No rehoming fee or anything, she will be a great pet for someone. 

I can travel a bit to give her a chance at a happy home. If it doesn't work out, I will take her back and q-tine her and try again with my home. 

I think she is a very smart girl, she is special and she deserves something which I cannot seem to give her.


----------



## ~AquaMerina~ (Mar 18, 2008)

*Re: Possibly adopting out blue hooded female (DFW - Plano, T*

If I could I'd take her. She's a doll. Iam so sorry she isnt happy but maybe her perfect human is out there and will find her. Good Luck and keep us posted.


----------



## SweetLittleDelilah (May 13, 2008)

*Re: Possibly adopting out blue hooded female (DFW - Plano, T*

Is she still available?
I live in Bedford which is probably about 45 minutes from you, but I may be willing to take her. (I'd have to think about it, though...I'd love to but I don't know if she would fit in with Delilah, who is very active and outgoing =/)


----------



## MariHxc (May 23, 2007)

*Re: Possibly adopting out blue hooded female (DFW - Plano, T*



SweetLittleDelilah said:


> Is she still available?
> I live in Bedford which is probably about 45 minutes from you, but I may be willing to take her. (I'd have to think about it, though...I'd love to but I don't know if she would fit in with Delilah, who is very active and outgoing =/)
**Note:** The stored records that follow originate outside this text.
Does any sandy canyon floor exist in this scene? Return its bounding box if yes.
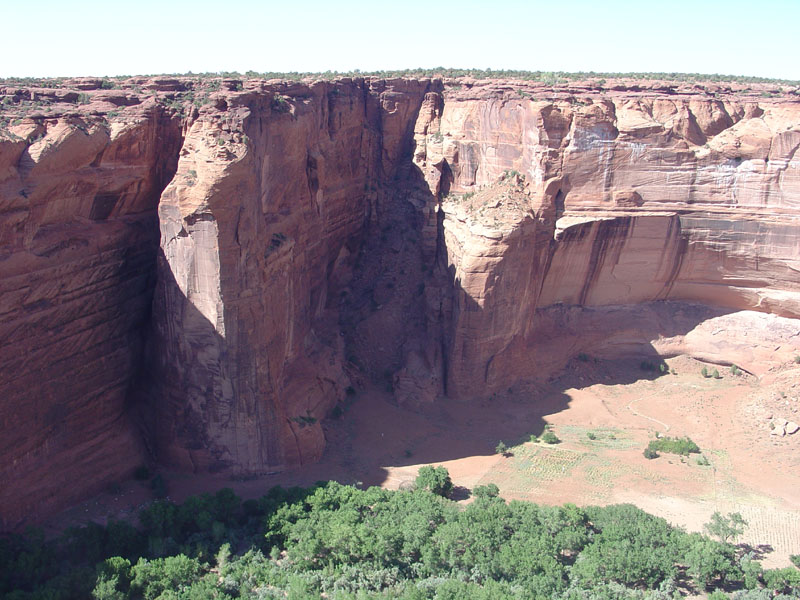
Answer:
[48,357,800,567]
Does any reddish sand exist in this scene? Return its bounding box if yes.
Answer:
[48,357,800,566]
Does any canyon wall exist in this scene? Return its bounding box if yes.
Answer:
[0,103,181,525]
[0,78,800,527]
[148,80,438,473]
[415,83,800,396]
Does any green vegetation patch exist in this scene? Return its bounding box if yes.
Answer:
[0,480,800,600]
[647,436,700,456]
[558,425,637,450]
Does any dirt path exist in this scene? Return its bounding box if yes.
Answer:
[45,358,800,566]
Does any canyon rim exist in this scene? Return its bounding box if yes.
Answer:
[0,77,800,529]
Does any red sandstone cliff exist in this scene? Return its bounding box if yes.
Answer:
[0,78,800,526]
[415,83,800,395]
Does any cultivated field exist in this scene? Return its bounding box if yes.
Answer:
[45,357,800,567]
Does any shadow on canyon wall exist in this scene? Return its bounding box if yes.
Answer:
[131,151,731,492]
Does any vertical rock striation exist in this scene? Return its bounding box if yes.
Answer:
[0,104,180,526]
[0,78,800,527]
[415,84,800,396]
[148,80,430,473]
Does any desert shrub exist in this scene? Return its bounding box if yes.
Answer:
[131,554,203,600]
[0,480,756,600]
[472,483,500,498]
[542,429,561,444]
[647,436,700,456]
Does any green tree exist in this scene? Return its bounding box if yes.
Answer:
[414,465,453,498]
[703,511,748,542]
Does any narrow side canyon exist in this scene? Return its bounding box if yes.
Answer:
[0,78,800,529]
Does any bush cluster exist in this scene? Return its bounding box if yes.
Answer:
[647,436,700,458]
[0,482,800,600]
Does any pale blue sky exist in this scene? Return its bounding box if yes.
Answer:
[0,0,800,79]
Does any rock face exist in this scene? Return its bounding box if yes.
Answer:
[0,78,800,528]
[0,104,180,525]
[415,79,800,396]
[149,81,438,473]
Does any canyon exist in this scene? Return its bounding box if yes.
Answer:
[0,77,800,529]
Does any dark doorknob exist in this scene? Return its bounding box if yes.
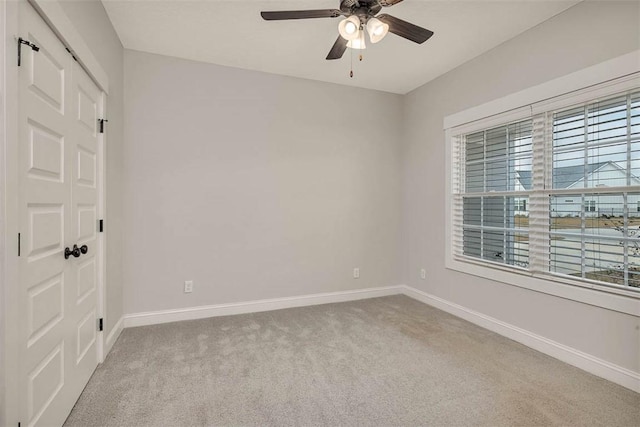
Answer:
[64,245,81,259]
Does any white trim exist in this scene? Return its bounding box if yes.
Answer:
[28,0,109,93]
[401,285,640,393]
[103,317,124,361]
[444,50,640,316]
[0,1,23,426]
[124,286,402,328]
[444,50,640,129]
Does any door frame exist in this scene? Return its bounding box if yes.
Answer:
[0,0,109,426]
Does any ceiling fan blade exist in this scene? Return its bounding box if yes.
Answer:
[260,9,342,21]
[378,0,402,7]
[327,36,348,59]
[376,14,433,44]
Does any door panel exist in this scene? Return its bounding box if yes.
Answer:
[68,58,102,394]
[16,1,102,426]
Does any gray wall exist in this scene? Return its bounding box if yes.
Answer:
[402,2,640,372]
[123,50,402,313]
[60,0,124,335]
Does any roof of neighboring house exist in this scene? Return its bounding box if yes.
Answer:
[516,162,612,190]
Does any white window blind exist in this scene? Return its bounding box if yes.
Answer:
[452,91,640,290]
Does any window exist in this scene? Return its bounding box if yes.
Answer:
[452,90,640,291]
[584,200,596,212]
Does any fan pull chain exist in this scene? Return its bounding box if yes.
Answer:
[349,49,353,78]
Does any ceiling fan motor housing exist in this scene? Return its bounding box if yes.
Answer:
[340,0,382,21]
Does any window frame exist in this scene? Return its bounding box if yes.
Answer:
[444,51,640,316]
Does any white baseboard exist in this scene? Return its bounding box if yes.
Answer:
[104,317,124,358]
[119,285,640,393]
[124,286,402,328]
[401,285,640,393]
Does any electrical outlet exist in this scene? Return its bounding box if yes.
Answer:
[184,280,193,294]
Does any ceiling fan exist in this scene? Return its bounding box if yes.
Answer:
[260,0,433,59]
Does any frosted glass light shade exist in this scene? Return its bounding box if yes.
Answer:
[347,30,367,49]
[338,15,360,40]
[367,18,389,43]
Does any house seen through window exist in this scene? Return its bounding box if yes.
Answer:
[454,91,640,290]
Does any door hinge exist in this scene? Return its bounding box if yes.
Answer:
[18,37,40,67]
[98,119,109,133]
[65,47,78,62]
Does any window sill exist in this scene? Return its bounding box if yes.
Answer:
[446,257,640,316]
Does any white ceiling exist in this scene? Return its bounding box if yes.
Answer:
[103,0,579,94]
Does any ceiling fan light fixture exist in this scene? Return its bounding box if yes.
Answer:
[367,18,389,43]
[338,15,360,41]
[347,30,367,49]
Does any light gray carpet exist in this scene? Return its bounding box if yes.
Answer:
[66,296,640,426]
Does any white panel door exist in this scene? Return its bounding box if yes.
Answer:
[16,1,102,426]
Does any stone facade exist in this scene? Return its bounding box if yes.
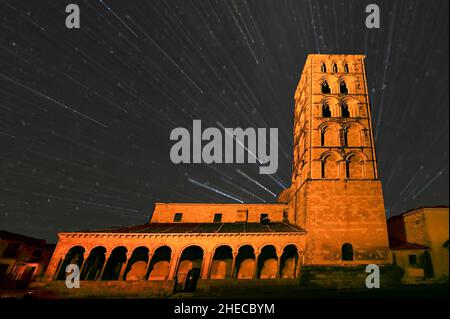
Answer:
[42,54,390,293]
[288,54,390,265]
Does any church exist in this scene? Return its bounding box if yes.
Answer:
[45,54,391,296]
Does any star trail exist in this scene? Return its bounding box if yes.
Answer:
[0,0,449,242]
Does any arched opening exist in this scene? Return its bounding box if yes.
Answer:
[147,246,172,280]
[347,155,363,179]
[80,246,106,280]
[102,246,127,280]
[339,81,348,94]
[344,63,348,73]
[322,154,339,179]
[322,103,331,117]
[322,81,331,94]
[176,246,203,285]
[235,245,256,279]
[333,63,338,73]
[321,126,337,146]
[341,103,350,117]
[280,245,298,278]
[56,246,85,280]
[257,245,278,279]
[209,246,233,279]
[341,243,353,261]
[344,127,361,147]
[125,246,148,281]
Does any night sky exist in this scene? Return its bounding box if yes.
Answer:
[0,0,449,242]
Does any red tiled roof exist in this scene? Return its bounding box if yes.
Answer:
[74,223,304,233]
[389,237,430,250]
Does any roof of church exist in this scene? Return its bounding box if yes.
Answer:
[79,223,304,233]
[389,237,430,250]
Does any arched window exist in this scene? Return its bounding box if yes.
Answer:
[322,155,339,179]
[322,103,331,117]
[346,155,363,179]
[339,81,348,94]
[341,103,350,117]
[341,243,353,261]
[322,81,331,94]
[333,63,337,73]
[344,63,348,73]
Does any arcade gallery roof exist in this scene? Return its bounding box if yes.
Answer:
[78,223,305,233]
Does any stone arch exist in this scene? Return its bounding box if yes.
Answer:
[257,245,278,279]
[319,121,339,146]
[280,244,299,278]
[341,243,353,261]
[176,245,204,283]
[209,245,233,279]
[56,245,86,280]
[146,245,172,280]
[343,123,364,147]
[125,246,149,281]
[80,246,106,280]
[341,96,359,117]
[102,246,128,280]
[346,153,364,179]
[235,244,256,279]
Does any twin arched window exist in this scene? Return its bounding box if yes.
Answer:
[341,243,353,261]
[322,81,348,94]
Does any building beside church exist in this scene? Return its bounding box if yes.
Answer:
[41,54,391,295]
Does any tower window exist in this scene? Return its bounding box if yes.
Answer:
[333,63,337,73]
[341,103,350,117]
[341,243,353,261]
[408,255,417,266]
[339,81,348,94]
[322,81,331,94]
[344,63,348,73]
[322,103,331,117]
[214,214,222,223]
[173,213,183,223]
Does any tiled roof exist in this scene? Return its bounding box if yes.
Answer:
[389,237,430,250]
[75,223,304,233]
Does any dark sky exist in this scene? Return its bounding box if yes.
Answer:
[0,0,449,242]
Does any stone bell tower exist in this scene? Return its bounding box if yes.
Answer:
[289,54,389,265]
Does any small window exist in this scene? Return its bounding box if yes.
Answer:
[2,243,21,258]
[333,63,337,73]
[322,104,331,117]
[173,213,183,222]
[408,255,417,265]
[342,243,353,261]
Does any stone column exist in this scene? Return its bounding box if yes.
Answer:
[80,251,91,280]
[201,252,213,279]
[167,252,180,280]
[295,252,303,278]
[118,253,133,281]
[275,249,283,279]
[97,252,111,280]
[230,251,238,279]
[45,253,66,281]
[253,251,260,279]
some rats are really different around other rats. when i went to get Figgy, he was one of the laziest rats there, but when i got him home and he settled in... he's TOTALLY different. i've only seen him sleeping twice. he's always bouncing off the walls.


----------



## jesirose (Feb 22, 2008)

*Re: Possibly adopting out blue hooded female (DFW - Plano, T*



SweetLittleDelilah said:


> Is she still available?
> I live in Bedford which is probably about 45 minutes from you, but I may be willing to take her. (I'd have to think about it, though...I'd love to but I don't know if she would fit in with Delilah, who is very active and outgoing =/)
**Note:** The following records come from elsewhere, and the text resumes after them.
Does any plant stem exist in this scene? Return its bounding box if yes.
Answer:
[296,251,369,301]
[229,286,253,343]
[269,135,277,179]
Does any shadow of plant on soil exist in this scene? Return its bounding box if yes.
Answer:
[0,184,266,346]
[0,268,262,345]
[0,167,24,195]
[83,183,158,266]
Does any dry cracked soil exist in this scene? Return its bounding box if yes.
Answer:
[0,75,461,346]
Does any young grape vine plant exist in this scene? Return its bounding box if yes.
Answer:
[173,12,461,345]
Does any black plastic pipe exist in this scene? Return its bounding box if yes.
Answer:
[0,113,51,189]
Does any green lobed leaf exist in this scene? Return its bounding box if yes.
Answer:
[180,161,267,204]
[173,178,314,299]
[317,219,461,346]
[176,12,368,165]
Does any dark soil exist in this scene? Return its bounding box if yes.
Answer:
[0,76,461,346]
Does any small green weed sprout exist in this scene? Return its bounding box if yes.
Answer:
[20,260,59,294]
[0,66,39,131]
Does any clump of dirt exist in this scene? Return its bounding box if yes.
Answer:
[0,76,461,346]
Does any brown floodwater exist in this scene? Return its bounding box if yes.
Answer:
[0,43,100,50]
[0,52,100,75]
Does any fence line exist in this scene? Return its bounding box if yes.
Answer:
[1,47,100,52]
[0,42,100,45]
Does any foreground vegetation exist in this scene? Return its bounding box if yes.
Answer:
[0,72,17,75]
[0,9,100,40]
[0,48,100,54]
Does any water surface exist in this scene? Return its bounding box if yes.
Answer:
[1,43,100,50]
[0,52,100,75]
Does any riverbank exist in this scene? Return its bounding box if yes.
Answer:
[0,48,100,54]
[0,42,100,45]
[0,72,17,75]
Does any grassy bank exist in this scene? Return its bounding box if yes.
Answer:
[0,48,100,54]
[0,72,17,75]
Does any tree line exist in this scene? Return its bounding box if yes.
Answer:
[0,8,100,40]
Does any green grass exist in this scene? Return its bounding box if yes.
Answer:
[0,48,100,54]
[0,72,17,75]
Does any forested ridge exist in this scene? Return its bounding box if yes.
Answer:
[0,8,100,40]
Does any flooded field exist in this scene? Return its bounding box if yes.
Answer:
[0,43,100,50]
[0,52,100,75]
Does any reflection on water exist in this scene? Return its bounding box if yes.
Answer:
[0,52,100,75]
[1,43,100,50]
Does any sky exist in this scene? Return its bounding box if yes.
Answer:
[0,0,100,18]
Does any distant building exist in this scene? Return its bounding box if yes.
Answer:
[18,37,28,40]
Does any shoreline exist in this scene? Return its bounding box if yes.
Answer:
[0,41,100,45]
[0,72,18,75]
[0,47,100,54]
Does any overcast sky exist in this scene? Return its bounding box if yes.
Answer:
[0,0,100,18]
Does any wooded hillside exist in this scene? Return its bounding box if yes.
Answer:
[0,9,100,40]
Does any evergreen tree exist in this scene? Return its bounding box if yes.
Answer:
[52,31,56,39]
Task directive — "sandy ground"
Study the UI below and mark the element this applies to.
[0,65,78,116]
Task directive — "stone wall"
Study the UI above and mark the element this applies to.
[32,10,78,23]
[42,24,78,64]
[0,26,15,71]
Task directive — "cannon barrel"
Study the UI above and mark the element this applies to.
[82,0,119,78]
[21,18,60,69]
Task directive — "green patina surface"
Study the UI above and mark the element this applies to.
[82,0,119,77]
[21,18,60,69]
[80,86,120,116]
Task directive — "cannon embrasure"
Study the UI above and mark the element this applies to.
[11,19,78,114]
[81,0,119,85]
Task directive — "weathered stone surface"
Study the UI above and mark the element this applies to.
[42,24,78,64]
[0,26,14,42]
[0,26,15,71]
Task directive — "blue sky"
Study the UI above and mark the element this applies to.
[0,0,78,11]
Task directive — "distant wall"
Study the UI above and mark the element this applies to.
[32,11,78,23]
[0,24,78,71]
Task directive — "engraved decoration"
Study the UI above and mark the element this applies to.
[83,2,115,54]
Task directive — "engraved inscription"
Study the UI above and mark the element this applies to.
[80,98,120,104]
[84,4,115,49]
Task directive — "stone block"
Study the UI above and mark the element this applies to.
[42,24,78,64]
Hi, sorry I did not reply sooner! She is still available, my husband really wants me to rehome her. He doesn't like her at all and he no longer wants to play with any of my rats and it has been stressful for me. 

I have been working with her over the past few months. She will let me pick her up a LOT easier now, she does not even run away. She still does not respond to me offering yummy treats that everyone else loves like baby foods and yogurt on spoons and she never plays with the others. I asked my vet and she said she is not sick or anything, that she is just not active, but like I said it feels to me like she needs someone who can bond with her.

I can bring her over to Bedford. If you want to see better pics I also have some and I have my webcam I can take some videos of her if I can get her to do something 

Let me know. Thanks for the reply!


----------